History

Nazi Germany
- Name: U-3523
- Ordered: 6 November 1943
- Builder: F Schichau GmbH, Danzig
- Yard number: 1668
- Laid down: 7 October 1944
- Launched: 14 December 1944
- Commissioned: 23 January 1945
- Fate: Sunk on 6 May 1945

General characteristics
- Class & type: Type XXI submarine
- Displacement: 1,621 t (1,595 long tons) surfaced; 1,819 t (1,790 long tons) submerged;
- Length: 76.70 m (251 ft 8 in) (o/a); 60.50 m (198 ft 6 in) (p/h);
- Beam: 8 m (26 ft 3 in) (o/a); 5.3 m (17 ft 5 in) (p/h);
- Height: 11.30 m (37 ft 1 in)
- Draught: 6.32 m (20 ft 9 in)
- Installed power: 4,000 PS (2,900 kW; 3,900 shp) (diesel drive); 5,000 PS (3,700 kW; 4,900 shp) (standard electric drive); 226 PS (166 kW; 223 shp) (silent electric drive);
- Propulsion: Diesel/Electric; 2 × MAN M6V40/46KBB supercharged 6-cylinder diesel engines ; 2 × SSW GU365/30 double-acting electric motors ; 2 × SSW GV232/28 silent running electric motors;
- Speed: Surfaced:; 15.6 knots (28.9 km/h; 18.0 mph) (diesel); 17.9 knots (33.2 km/h; 20.6 mph) (electric); Submerged:; 17.2 knots (31.9 km/h; 19.8 mph) (electric); 6.1 knots (11.3 km/h; 7.0 mph) (silent running motors);
- Range: 15,500 nmi (28,700 km; 17,800 mi) at 10 knots (19 km/h; 12 mph) surfaced; 340 nmi (630 km; 390 mi) at 5 knots (9.3 km/h; 5.8 mph) submerged;
- Test depth: 280 m (920 ft)
- Complement: 57–60 crewmen
- Sensors & processing systems: Type F432 D2 Radar Transmitter; FuMB Ant 3 Bali Radar Detector;
- Armament: 6 × bow torpedo tubes; 23 × 53.3 cm (21 in) torpedoes or 17 × torpedoes and 12 × TMC mines; 4 × 2 cm (0.8 in) AA guns or; 4 × 3.7 cm (1.5 in) AA guns;

Service record
- Part of: 5th U-boat Flotilla; 23 January – 6 May 1945;
- Identification codes: M 49 765
- Commanders: Oblt.z.S. Willi Müller; 29 January – 6 May 1945;
- Operations: None
- Victories: None

= German submarine U-3523 =

German World War II submarine

German submarine U-3523 was a Type XXI U-boat (one of the "Elektroboote") of Nazi Germany's Kriegsmarine, built for service in World War II. She was ordered on 6 November 1943, and was laid down on 7 October 1944 at F Schichau GmbH, Danzig, as yard number 1668. She was launched on 14 December 1944, and commissioned under the command of Oberleutnant zur See Willi Müller on 23 January 1945.

==Design==
Like all Type XXI U-boats, U-3523 had a displacement of 1621 t when at the surface and 1819 t while submerged. She had a total length of 76.70 m (o/a), a beam of 8 m, and a draught of 6.32 m. The submarine was powered by two MAN SE supercharged six-cylinder M6V40/46KBB diesel engines each providing 4000 PS, two Siemens-Schuckert GU365/30 double-acting electric motors each providing 5000 PS, and two Siemens-Schuckert silent running GV232/28 electric motors each providing 226 PS.

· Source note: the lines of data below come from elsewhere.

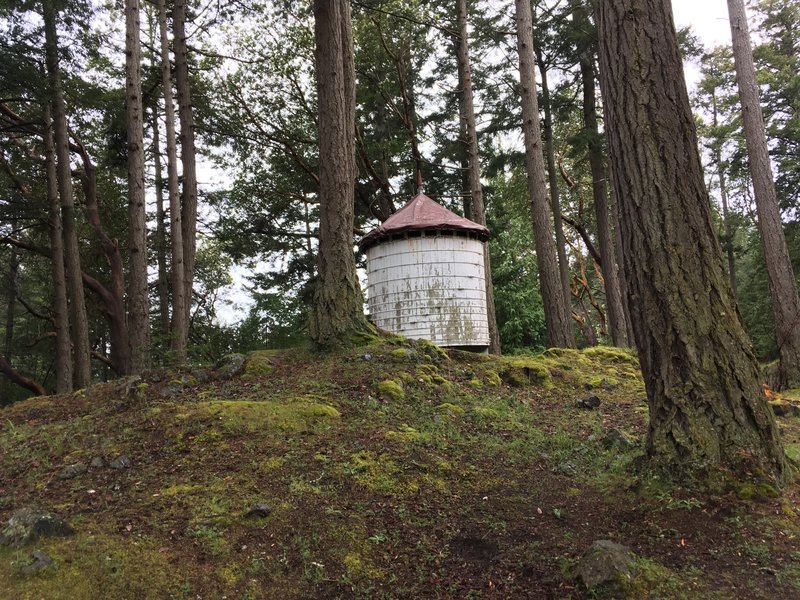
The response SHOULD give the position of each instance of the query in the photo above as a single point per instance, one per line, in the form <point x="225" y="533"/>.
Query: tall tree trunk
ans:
<point x="474" y="164"/>
<point x="337" y="312"/>
<point x="59" y="308"/>
<point x="611" y="284"/>
<point x="782" y="283"/>
<point x="11" y="304"/>
<point x="723" y="192"/>
<point x="619" y="254"/>
<point x="552" y="179"/>
<point x="16" y="377"/>
<point x="180" y="315"/>
<point x="162" y="285"/>
<point x="77" y="304"/>
<point x="188" y="152"/>
<point x="557" y="321"/>
<point x="707" y="407"/>
<point x="138" y="299"/>
<point x="114" y="299"/>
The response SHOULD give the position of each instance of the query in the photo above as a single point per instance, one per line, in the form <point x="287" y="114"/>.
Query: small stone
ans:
<point x="201" y="376"/>
<point x="607" y="385"/>
<point x="170" y="391"/>
<point x="617" y="438"/>
<point x="567" y="469"/>
<point x="72" y="471"/>
<point x="607" y="568"/>
<point x="29" y="524"/>
<point x="258" y="511"/>
<point x="231" y="366"/>
<point x="40" y="561"/>
<point x="589" y="403"/>
<point x="121" y="462"/>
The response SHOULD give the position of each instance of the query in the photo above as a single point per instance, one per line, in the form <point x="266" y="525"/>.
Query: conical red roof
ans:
<point x="422" y="214"/>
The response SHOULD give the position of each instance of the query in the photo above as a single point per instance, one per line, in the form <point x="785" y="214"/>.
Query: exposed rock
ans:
<point x="121" y="462"/>
<point x="41" y="560"/>
<point x="29" y="524"/>
<point x="231" y="366"/>
<point x="568" y="469"/>
<point x="72" y="471"/>
<point x="258" y="511"/>
<point x="607" y="568"/>
<point x="616" y="438"/>
<point x="475" y="549"/>
<point x="201" y="376"/>
<point x="171" y="390"/>
<point x="589" y="403"/>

The submarine had a maximum surface speed of 15.6 kn and a submerged speed of 17.2 kn. When running on silent motors the boat could operate at a speed of 6.1 kn. When submerged, the boat could operate at 5 kn for 340 nmi; when surfaced, she could travel 15500 nmi at 10 kn. U-3523 was fitted with six 53.3 cm torpedo tubes in the bow and four 2 cm C/30 anti-aircraft guns. She could carry twenty-three torpedoes, or seventeen torpedoes and twelve mines. The complement was five officers and fifty-two men.

==Sinking==
U-3523 had been sailing on the surface with U-534 and U-3503 just north of the cease-fire line when it was sunk by depth charges from a British B-24 Liberator of 86 Squadron/G RAF about 10 nmi north of Skagen Horn, in the Skagerrak on 6 May 1945. All 58 crewmen were lost.

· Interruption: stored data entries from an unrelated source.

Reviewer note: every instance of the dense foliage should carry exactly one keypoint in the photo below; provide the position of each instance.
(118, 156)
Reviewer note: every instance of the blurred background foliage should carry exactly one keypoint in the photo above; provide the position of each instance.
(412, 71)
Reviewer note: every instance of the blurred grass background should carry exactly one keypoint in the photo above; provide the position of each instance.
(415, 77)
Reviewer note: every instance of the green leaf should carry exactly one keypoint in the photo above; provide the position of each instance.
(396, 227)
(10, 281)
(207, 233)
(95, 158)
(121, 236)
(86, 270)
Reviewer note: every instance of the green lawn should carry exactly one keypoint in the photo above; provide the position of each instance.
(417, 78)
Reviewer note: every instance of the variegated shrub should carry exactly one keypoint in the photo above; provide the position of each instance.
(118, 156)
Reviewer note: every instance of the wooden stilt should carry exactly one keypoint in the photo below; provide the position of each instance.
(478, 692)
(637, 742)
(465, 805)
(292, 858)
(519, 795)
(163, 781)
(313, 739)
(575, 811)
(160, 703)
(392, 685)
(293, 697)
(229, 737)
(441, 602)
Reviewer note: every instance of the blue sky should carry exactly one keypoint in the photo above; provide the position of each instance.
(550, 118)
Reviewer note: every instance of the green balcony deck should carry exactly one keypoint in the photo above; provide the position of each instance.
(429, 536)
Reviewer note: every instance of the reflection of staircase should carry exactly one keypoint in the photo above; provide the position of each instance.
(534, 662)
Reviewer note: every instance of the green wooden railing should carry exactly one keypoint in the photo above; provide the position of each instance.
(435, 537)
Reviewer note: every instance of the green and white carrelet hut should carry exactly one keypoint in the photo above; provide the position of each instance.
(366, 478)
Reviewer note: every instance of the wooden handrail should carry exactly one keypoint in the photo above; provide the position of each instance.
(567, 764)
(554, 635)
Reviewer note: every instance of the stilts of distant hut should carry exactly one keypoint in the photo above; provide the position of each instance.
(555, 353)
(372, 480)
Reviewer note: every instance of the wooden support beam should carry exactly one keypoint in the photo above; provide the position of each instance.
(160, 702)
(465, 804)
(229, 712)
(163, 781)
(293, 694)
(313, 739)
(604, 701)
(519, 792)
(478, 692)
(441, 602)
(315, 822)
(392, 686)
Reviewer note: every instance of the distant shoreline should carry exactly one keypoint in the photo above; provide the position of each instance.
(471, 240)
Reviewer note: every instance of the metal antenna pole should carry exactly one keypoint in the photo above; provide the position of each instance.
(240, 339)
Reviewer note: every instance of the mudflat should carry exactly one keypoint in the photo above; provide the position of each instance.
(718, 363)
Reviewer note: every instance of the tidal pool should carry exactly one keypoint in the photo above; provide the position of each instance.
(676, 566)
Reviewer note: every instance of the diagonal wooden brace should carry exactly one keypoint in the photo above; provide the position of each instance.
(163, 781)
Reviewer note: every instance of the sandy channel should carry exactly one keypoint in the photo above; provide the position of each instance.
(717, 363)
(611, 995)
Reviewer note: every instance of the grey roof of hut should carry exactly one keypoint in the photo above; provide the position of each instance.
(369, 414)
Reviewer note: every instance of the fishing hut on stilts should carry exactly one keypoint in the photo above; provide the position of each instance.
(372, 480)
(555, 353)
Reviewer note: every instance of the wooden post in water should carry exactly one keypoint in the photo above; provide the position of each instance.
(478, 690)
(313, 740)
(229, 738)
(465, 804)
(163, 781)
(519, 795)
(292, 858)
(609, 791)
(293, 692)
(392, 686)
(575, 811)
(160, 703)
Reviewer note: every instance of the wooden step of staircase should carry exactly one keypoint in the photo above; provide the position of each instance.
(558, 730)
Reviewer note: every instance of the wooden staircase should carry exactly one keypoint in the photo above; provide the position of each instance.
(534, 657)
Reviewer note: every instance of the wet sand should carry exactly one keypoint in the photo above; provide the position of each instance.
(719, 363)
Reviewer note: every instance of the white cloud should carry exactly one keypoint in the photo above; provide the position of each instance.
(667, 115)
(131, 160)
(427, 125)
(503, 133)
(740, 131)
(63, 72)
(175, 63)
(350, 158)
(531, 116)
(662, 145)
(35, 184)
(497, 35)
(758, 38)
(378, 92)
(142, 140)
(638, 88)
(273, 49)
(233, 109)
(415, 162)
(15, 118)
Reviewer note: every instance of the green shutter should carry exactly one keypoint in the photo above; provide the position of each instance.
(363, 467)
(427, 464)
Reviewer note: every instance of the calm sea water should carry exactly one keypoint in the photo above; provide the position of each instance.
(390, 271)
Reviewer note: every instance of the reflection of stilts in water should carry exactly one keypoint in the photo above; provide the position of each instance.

The wreck was thought to be located at , however, in April 2018, it was found by Sea War Museum Jutland, Thyborøn, 9 nmi further west. The wreck lies at a depth of 123 m. The entire fore part of the boat is buried in the seabed while its stern rises 20 m above the bottom.